NeuRodin: A Two-stage Framework for High-Fidelity Neural Surface Reconstruction

TL;DR

NeuRodin tackles the challenge of high-fidelity neural surface reconstruction from posed RGB imagery by addressing two key shortcomings of SDF-based volume rendering: SDF-to-density conversion biases and geometry over-regularization. It introduces a local, coordinate-dependent SDF-to-density scale, an explicit bias correction loss that aligns the maximum rendering weight with the SDF zero level set, and a two-stage coarse-to-fine optimization to separate topology changes from smooth surface refinement. The method achieves state-of-the-art reconstruction on indoor and outdoor datasets (Tanks and Temples, ScanNet++) with RGB-only inputs, and it provides a new ScanNet++ benchmark, demonstrating robust detail preservation and topology flexibility. Despite runtime considerations and limitations in textureless regions, NeuRodin offers a practical path toward accurate, topology-flexible 3D surface reconstruction for applications in AR/VR and digital twins.

Abstract

Signed Distance Function (SDF)-based volume rendering has demonstrated significant capabilities in surface reconstruction. Although promising, SDF-based methods often fail to capture detailed geometric structures, resulting in visible defects. By comparing SDF-based volume rendering to density-based volume rendering, we identify two main factors within the SDF-based approach that degrade surface quality: SDF-to-density representation and geometric regularization. These factors introduce challenges that hinder the optimization of the SDF field. To address these issues, we introduce NeuRodin, a novel two-stage neural surface reconstruction framework that not only achieves high-fidelity surface reconstruction but also retains the flexible optimization characteristics of density-based methods. NeuRodin incorporates innovative strategies that facilitate transformation of arbitrary topologies and reduce artifacts associated with density bias.
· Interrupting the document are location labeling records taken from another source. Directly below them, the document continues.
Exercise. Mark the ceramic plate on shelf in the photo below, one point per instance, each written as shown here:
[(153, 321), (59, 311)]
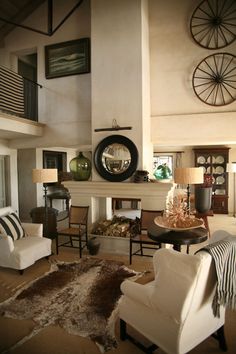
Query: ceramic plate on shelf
[(219, 169), (193, 223), (219, 159), (201, 159), (220, 180)]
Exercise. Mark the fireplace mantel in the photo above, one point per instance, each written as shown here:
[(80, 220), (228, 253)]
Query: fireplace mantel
[(98, 194)]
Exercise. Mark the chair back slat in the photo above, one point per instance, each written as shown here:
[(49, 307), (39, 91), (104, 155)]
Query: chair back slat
[(78, 215), (148, 216)]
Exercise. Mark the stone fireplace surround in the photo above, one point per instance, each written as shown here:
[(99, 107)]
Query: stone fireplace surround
[(98, 196)]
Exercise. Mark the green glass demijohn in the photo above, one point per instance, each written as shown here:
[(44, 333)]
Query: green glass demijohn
[(80, 167)]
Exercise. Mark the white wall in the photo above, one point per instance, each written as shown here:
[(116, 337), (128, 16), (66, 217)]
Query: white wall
[(13, 176), (178, 116), (64, 103)]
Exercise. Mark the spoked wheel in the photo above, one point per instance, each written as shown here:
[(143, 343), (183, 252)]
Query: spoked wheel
[(214, 79), (213, 23)]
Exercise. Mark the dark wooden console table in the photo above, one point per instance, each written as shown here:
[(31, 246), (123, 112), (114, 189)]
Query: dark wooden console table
[(177, 238)]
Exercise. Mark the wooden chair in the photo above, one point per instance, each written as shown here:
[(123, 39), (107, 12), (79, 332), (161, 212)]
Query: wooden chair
[(144, 242), (77, 230)]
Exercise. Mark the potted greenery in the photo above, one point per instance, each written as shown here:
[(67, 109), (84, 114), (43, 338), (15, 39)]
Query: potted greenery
[(162, 172)]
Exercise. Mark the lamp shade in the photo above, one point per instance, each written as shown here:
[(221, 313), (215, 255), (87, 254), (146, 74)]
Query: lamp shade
[(231, 167), (189, 175), (44, 175)]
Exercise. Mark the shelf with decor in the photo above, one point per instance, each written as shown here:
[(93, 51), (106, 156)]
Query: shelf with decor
[(214, 162)]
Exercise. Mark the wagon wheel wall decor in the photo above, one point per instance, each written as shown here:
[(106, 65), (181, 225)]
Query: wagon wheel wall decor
[(213, 23), (214, 79)]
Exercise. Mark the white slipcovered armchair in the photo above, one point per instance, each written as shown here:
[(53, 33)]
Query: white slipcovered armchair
[(25, 251), (174, 311)]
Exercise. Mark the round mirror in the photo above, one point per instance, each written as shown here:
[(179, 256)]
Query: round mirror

Extensive evaluations on the Tanks and Temples and ScanNet++ datasets demonstrate the superiority of NeuRodin, showing strong reconstruction capabilities for both indoor and outdoor environments using solely posed RGB captures. Project website: https://open3dvlab.github.io/NeuRodin/

Figures (17)

• Figure 1: We present NeuRodin, a novel two-stage framework designed for high-fidelity neural surface reconstruction with intricate structures. Requiring only posed RGB captures as inputs, NeuRodin not only recovers large-scale areas but also accurately reconstructs fine-grained details.
• Figure 2: Comparative analysis of SDF-based and density-based volume rendering methods.(a) Neuralangelo li2023neuralangelo experiences difficulties with topological transformations, leading to incorrect surfaces. (b) Instant-NGP muller2022instant approximates the correct surface positioning yet produces a noisy surface. (c) Our method achieves high-quality surfaces with fine details.
• Figure 3: Visualization of the bias of the density. (a) An ideal scenario where the geometry of the volume rendering scheme (A: maximum probability distance and B: rendered distance) aligns precisely with the geometry of the implicit surface (C: zero level set). (b) A biased scenario showcasing misalignment.
• Figure 4: The heatmap for the variance of the normal predicted using random step.
• Figure 5: Quantitative comparison on the training subset of Tanks and Temples dataset.